Down on the concrete floor, he pressed his feet against the wall and started on sit-ups, rapid and regular, enjoying the rush of blood and adrenalin that kicked in with the exercise. Bartie liked to look after himself. It kept the brain in tune as well as the body. And his rich clients liked a fit sweat to ride in, so it was a good career move, if sweating could really be considered a career. These little touches generally brought him a better class of client, in any case.

He was past 150 when he heard the door. He carried on until a man said, "Bartie Davits. You're wanted for interview."

"Interview?" he asked, pausing, twisting to see the uniformed man framed by the doorway. "Like for a job?"

The policeman just looked at him, waited for him to stand, stepped back to let him out into the corridor.

A short time later, Bartie was sitting in another room, elbows on a desk.
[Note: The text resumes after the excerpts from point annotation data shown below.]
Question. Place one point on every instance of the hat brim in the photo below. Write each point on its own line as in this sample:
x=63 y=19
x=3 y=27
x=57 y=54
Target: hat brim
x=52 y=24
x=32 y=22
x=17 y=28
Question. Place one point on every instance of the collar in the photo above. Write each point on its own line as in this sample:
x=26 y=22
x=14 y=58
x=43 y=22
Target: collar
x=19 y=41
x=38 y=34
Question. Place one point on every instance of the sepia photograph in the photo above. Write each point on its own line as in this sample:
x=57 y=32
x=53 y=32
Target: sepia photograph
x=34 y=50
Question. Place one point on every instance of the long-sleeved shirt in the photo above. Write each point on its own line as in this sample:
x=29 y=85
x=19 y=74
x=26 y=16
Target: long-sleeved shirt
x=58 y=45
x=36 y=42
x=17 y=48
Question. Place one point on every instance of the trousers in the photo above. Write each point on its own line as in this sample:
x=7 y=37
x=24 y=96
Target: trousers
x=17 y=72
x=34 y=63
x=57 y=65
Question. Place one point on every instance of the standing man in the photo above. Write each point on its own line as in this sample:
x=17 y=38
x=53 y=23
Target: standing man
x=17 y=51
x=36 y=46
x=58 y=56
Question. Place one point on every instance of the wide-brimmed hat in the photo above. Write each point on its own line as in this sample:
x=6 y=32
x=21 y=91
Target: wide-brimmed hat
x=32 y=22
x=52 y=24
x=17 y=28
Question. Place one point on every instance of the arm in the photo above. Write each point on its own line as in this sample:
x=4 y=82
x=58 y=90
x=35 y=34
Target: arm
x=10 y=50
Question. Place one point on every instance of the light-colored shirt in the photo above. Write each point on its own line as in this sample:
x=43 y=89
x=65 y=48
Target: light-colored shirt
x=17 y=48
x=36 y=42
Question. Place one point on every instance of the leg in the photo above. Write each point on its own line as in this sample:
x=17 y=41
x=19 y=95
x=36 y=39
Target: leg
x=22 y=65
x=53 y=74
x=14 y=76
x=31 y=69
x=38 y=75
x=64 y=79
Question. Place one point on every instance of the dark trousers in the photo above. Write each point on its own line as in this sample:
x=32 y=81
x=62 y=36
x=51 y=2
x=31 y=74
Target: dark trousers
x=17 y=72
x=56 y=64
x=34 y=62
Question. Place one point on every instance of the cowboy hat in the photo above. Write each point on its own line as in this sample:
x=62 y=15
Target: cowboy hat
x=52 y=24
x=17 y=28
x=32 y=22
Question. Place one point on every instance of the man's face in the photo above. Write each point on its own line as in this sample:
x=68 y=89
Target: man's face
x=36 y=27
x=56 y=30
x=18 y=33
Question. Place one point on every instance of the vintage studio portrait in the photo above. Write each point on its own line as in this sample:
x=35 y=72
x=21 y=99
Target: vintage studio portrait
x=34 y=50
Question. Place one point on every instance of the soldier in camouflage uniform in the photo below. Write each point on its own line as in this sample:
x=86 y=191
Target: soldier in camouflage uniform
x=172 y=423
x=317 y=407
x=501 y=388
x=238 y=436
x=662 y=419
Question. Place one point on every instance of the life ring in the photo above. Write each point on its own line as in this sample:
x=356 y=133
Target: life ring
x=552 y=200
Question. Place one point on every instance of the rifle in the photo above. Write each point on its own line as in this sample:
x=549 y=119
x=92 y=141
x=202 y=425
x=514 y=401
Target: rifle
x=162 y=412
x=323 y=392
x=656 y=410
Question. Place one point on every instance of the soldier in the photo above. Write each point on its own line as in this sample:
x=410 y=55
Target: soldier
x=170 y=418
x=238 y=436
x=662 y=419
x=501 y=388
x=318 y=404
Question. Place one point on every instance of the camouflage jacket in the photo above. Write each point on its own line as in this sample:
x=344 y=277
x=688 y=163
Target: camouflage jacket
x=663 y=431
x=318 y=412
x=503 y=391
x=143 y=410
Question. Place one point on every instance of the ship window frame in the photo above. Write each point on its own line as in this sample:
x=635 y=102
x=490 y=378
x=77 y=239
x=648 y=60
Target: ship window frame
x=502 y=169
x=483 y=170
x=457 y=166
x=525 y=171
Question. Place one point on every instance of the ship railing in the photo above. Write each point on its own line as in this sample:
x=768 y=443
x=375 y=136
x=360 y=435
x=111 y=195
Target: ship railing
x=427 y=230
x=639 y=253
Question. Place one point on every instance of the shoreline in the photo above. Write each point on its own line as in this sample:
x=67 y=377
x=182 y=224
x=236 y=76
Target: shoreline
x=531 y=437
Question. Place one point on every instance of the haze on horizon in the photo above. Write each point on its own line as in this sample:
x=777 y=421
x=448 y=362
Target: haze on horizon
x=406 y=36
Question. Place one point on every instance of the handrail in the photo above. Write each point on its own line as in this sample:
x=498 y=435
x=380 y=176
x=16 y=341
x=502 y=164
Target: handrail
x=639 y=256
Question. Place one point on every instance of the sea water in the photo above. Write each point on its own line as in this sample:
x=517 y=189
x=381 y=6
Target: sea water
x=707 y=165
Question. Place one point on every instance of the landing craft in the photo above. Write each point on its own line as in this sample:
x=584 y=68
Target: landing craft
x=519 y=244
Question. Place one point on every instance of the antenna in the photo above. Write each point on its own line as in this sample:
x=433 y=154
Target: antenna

There was a plain-clothes officer across the table from him, a uniformed man on the door.

"Bartholomew Brooklyn Davits," said the officer, "we have reason to suspect your involvement in the murder of Elector Jack Burnham in Jakarta on the twenty-third of this month. This interview is being recorded and your responses processed for veracity by smart systems from two independent vendors. Anything you do or say may be used as evidence in a court of law, and may also be used for commercial purposes. Do you understand?"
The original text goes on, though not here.